I haven't seen the draft motion. But it will reportedly call on the Government of Kenya to withdraw the country from the Rome Statute of the International Criminal Court. This motion was first presented end of last week but was reportedly blocked by the House Business Committee. Apparently, it did not conform to procedure. Anyway, the motion seems designed to "save" the six named individuals from ICC prosecutions.
Whether the motion passes or not, such a move betrays a fundamental misunderstanding of the Rome Statute. Article 127 addresses withdrawals. It states as follows:
1. A State Party may, by written notification addressed to the Secretary-General of the United Nations, withdraw from this Statute. The withdrawal shall take effect one year after the date of receipt of the notification, unless the notification specifies a later date.
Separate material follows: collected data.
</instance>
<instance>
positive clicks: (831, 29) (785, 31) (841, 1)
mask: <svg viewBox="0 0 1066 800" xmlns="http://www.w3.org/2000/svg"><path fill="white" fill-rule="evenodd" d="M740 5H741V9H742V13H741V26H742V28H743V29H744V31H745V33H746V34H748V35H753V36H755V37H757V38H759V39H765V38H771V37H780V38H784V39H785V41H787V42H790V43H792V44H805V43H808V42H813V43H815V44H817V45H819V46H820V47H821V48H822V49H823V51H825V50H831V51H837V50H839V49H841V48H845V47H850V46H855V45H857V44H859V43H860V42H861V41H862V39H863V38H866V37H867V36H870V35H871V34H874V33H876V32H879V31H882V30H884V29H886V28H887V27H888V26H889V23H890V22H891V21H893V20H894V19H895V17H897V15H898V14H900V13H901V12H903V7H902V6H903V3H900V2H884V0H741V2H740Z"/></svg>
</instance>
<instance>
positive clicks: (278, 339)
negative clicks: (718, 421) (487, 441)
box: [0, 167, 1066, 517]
2. A State shall not be discharged, by reason of its withdrawal, from the obligations arising from this Statute while it was a Party to the Statute, including any financial obligations which may have accrued. Its withdrawal shall not affect any cooperation with the Court in connection with criminal investigations and proceedings in relation to which the withdrawing State had a duty to cooperate and which were commenced prior to the date on which the withdrawal became effective, nor shall it prejudice in any way the continued consideration of any matter which was already under consideration by the Court prior to the date on which the withdrawal became effective.
It is clear that, under Article 127, a withdrawal now will not put Kenya in a position to a) shirk any financial obligations which it may have accrued to the ICC; b) shall not affect any cooperation with the Court in relation to ongoing investigations and proceedings in relation to post-election violence which started before the withdrawal; and finally, c) shall not prejudice the continued consideration of any matter which was already being considered by the ICC before the date on which the withdrawal became effective. By fiat of Article 127(2), in addition to the six recently named suspects, the Prosecutor could even later request summonses and arrest warrants of additional persons deemed most responsible for post-election violence.
In other words, a state such as Kenya - in respect of which a proprio motu investigation is ongoing - is unable to withdraw for the purpose of terminating the proceedings. While it may withdraw from the treaty, as all states parties are free to do because of the foundational rule that treaty obligations are predicated on consent, Kenya has to act in good faith (pacta sunt servanda) and cannot defeat or subvert the current ICC processes solely by withdrawing consent. This makes sense. Otherwise, this will make the Court a dog with a lot of bark, but in practice, very little bite. Why? Many countries will simply withdraw from the treaty when they get wind of potentially uncomfortable summonses or indictments of officials supported by the powers that be. This will effectively undercut any prosecutions for the heinous international crimes currently within the Court's jurisdiction (i.e. genocide, crimes against humanity, war crimes).
That said, to the extent that this type of action translates into an actual unwillingness by Kenyan authorities to cooperate with the ICC, the Court could be in a lot of trouble. In simple terms, without state cooperation, the Court's work, like that of other international tribunals, will become impossible.
If you want an example of what happens when a state position clashes with those of a tribunal, take a look at Prosecutor v. Jean Bosco-Barayagwiza and the remarkable volte face performed by the Appeals Chamber of the Rwanda Tribunal. In its November 3, 1999 decision, the ICTR appeals judges dismissed, with prejudice, the Prosecutor's indictment against the suspect and ordered his immediate release due to prosecutorial abuse of process.
The ICTR Prosecutor immediately filed an extremely urgent request for reconsideration based on "new facts", but also emphasized the reality that her ability to continue with prosecutions and investigations depended on Rwandan authorities. Kigali made clear that unless Barayagwiza was tried by the Tribunal, Rwanda will no longer cooperate with the ICTR. During oral hearings on February 22, 2000, the then Prosecutor Carla Del Ponte (Italy) eloquently exposed the ultimate weakness of these tribunals. She said:
In its March 2000 decision, while disclaiming the importance of Rwanda's threat and even condemning it, the ICTR Appeals Chamber changed its course and ordered Barayagwiza's trial. Of course, this was all done with reasoned legal analysis based on the new information provided by the Prosecutor. But, reading in between the lines, we all know that the ultimate outcome was in many ways inevitable.
In the end, what is most interesting is that, as far as default state cooperation regimes go, the ICTR has a relatively stronger system compared to the ICC. The former's requests for cooperation is backed up by the United Nations Security Council's power to adopt decisions that are binding on all states under Chapter VII of the UN Charter. Whereas in the case of the latter, except in cases of Council referrals, such ability to compel states does not exist.